Project 1: Survival Analysis on Customer Churn
| Author: Liuan LU |
Date: 2026-04-28 |
1. Process of Survival Analysis
Due to the presence of “right-censored” data (customers who haven’t churned by the end of the observation period), traditional regression models fall short. In this project, we implemented a complete survival analysis pipeline:
- Data Preparation: Used PySpark to extract
subscription_start and subscription_end, calculating the duration in days. We encoded the event status where is_churn = 1 (churn event occurred) and 0 (right-censored).
- Exploratory Assessment (Kaplan-Meier): Applied the non-parametric Kaplan-Meier estimator to fit the survival function of the entire cohort, visually assessing the probability of retention over time.
- Risk Factor Modeling (Cox Proportional Hazards): Built a Cox semi-parametric model. We introduced covariates such as
monthly_fee, auto_renew, and age to calculate the Hazard Ratio (HR), quantifying how specific variables accelerate or decelerate the churn rate.
2. Kaplan-Meier Survival Estimation Results

Analysis Record: The K-M survival curve reveals a steady decline in retention probability over time. During the first 200 days, the decline is relatively gentle, maintaining a retention rate above 80%. Observing the median threshold (50% survival rate), we found the Median Survival Time is approximately 420 days. This means half of the customer base is expected to churn after about 420 days of subscription.
3. Cox Proportional Hazards Model Results

Analysis Record: * Model Evaluation: The Concordance Index is 0.52, indicating a limited discriminative ability of the selected covariates in the current sample distribution.
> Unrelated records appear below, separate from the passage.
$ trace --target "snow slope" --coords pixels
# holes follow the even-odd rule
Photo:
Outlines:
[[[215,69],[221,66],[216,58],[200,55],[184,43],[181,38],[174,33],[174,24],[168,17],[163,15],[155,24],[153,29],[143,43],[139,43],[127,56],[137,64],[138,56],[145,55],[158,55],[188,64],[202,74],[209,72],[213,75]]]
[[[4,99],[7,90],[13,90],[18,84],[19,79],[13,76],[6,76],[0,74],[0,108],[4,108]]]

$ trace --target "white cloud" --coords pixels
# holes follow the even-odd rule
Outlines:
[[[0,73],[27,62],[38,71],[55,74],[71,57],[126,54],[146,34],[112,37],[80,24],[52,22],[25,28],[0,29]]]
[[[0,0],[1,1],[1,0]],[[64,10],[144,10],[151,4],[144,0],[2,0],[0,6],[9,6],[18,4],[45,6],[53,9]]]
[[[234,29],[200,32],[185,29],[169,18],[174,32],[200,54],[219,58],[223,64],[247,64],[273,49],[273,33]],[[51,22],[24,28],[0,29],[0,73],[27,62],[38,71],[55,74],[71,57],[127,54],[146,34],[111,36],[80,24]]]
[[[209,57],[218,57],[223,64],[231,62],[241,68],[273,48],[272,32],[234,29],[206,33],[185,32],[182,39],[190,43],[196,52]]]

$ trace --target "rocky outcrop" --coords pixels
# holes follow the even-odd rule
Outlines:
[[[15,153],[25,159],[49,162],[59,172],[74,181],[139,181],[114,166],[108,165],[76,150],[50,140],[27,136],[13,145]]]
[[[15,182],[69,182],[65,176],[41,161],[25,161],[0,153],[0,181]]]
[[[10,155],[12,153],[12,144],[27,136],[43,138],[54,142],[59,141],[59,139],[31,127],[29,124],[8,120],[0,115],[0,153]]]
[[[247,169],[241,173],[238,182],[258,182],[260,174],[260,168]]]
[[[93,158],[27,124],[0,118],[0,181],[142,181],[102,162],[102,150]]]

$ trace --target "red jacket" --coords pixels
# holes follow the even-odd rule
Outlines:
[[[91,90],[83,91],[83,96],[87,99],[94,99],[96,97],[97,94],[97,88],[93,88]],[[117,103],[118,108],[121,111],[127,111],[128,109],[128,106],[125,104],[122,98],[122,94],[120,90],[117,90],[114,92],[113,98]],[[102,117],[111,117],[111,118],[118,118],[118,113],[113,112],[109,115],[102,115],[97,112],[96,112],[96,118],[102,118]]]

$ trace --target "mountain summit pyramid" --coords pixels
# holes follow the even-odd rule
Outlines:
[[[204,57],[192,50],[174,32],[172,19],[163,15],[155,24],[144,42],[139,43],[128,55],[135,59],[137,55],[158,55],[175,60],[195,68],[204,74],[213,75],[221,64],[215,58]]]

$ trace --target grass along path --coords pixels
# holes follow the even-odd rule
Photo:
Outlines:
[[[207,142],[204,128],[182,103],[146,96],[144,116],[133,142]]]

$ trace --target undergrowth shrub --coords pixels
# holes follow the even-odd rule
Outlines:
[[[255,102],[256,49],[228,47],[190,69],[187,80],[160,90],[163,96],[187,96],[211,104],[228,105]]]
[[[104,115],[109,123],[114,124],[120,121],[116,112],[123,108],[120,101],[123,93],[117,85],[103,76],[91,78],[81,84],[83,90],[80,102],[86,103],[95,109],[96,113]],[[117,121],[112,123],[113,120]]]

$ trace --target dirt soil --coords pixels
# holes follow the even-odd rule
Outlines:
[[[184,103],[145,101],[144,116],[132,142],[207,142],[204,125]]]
- Feature Significance: The p-values for
monthly_fee (0.06), auto_renew (0.44), and age (0.82) are all > 0.05, meaning they do not reach conventional statistical significance.
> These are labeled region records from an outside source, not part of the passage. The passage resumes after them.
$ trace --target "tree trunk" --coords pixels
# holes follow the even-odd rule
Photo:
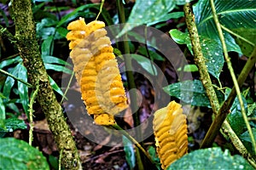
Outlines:
[[[67,169],[80,168],[80,161],[62,109],[49,84],[36,39],[31,0],[12,0],[12,17],[15,23],[16,46],[27,70],[29,82],[39,86],[38,101],[46,116],[59,150],[62,150],[61,165]]]

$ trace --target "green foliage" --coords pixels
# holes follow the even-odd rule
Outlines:
[[[183,33],[174,29],[170,31],[170,35],[176,42],[187,44],[190,53],[193,54],[192,44],[188,32]],[[205,62],[208,68],[208,71],[213,76],[218,78],[224,62],[222,54],[221,43],[219,41],[215,41],[214,39],[211,39],[205,36],[201,36],[200,40],[202,54],[206,59]]]
[[[3,169],[49,169],[38,149],[14,138],[0,139],[0,160]]]
[[[124,150],[125,152],[125,159],[130,167],[130,169],[133,169],[136,165],[136,157],[133,151],[133,144],[125,136],[123,135]]]
[[[155,166],[157,167],[157,168],[159,170],[160,170],[161,163],[160,162],[160,158],[157,156],[157,153],[155,151],[154,147],[149,146],[148,152],[149,156],[151,156],[152,160],[154,161],[154,162],[155,162]]]
[[[184,81],[170,84],[163,88],[164,91],[171,96],[174,96],[186,104],[191,104],[197,106],[211,107],[209,99],[207,95],[206,90],[199,80]],[[224,100],[224,95],[217,92],[219,101]]]
[[[256,29],[255,28],[236,28],[232,29],[232,31],[246,38],[247,40],[252,42],[256,44]],[[234,36],[236,42],[240,46],[241,50],[243,54],[249,57],[253,50],[253,46],[249,44],[248,42],[236,37]]]
[[[172,169],[253,169],[253,167],[241,156],[230,156],[226,150],[208,148],[197,150],[183,156],[171,166]]]
[[[252,128],[253,131],[253,134],[254,136],[254,139],[256,139],[256,128]],[[252,139],[249,135],[248,131],[244,132],[243,133],[241,133],[239,138],[241,139],[241,140],[242,141],[243,144],[245,145],[245,147],[247,148],[247,150],[253,155],[255,156],[255,154],[253,150],[253,143],[252,143]]]
[[[188,3],[189,1],[137,0],[129,15],[127,24],[119,36],[143,24],[152,26],[159,22],[183,16],[183,12],[171,12],[176,5],[184,4],[186,2]],[[129,23],[131,24],[130,25]]]
[[[252,22],[256,14],[256,1],[215,1],[219,22],[229,29],[255,28]],[[218,34],[212,18],[210,1],[200,0],[193,8],[195,19],[201,36],[219,42]],[[224,32],[225,42],[229,51],[241,53],[240,48],[230,33]]]
[[[0,119],[0,137],[4,136],[6,133],[14,132],[18,128],[26,129],[26,125],[23,120],[15,117]]]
- Hazard Ratios (HR): The confidence intervals for all features cross the zero-mark (log(HR)=0), and their
exp(coef) values are extremely close to 1.00. Overall, in this dataset, monthly fee, auto-renew status, and age do not have a statistically significant accelerating or decelerating impact on the survival cycle.
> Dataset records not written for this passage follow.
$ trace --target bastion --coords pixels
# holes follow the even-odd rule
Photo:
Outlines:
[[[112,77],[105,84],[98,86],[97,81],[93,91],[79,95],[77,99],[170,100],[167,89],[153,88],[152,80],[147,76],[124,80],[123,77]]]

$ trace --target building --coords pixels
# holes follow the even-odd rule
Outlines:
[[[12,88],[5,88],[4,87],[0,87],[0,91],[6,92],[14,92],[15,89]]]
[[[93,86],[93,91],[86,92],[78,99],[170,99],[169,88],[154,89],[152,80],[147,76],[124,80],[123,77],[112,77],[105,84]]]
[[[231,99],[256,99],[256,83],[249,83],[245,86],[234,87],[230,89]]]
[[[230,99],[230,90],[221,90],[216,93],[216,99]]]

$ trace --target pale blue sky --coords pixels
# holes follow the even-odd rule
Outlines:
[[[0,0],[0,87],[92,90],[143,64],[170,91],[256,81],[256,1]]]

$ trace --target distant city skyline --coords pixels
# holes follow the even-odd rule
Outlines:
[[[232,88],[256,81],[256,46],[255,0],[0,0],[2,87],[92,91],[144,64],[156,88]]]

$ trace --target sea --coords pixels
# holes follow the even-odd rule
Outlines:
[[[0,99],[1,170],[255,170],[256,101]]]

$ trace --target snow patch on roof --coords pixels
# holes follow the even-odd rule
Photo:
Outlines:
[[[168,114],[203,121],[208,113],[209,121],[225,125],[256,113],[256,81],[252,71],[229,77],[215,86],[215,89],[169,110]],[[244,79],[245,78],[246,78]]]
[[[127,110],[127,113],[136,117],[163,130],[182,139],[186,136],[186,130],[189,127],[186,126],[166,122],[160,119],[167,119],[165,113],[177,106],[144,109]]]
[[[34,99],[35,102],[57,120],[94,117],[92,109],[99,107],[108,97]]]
4. Deep Dive & Business Insights
- The Value of Right-Censored Data: By utilizing survival analysis, we successfully incorporated “right-censored” data (active customers who haven’t churned yet). This overcomes the limitations of traditional binary classification, significantly reducing bias in survival estimation and providing a more accurate expectation of Customer Lifetime Value (LTV).
- Strategic Inflection Point: The Kaplan-Meier curve reveals a clear “honeymoon phase” during the first 200 days (retention > 80%), followed by a sharp increase in churn risk. Business operations should proactively intervene around Day 180 to 200 (e.g., with loyalty rewards or renewal discounts) to block the steep decline, rather than reacting passively after 400 days.
- Latent Variables & Future Optimization: The limited statistical significance of basic features (like age or baseline fee) in the Cox model is a highly valuable “negative result.” It suggests that churn speed is likely driven by Latent Unobserved Variables (e.g., user engagement frequency, technical issues, or customer service interactions). Future iterations must incorporate multidimensional behavioral data to elevate the model’s predictive ceiling.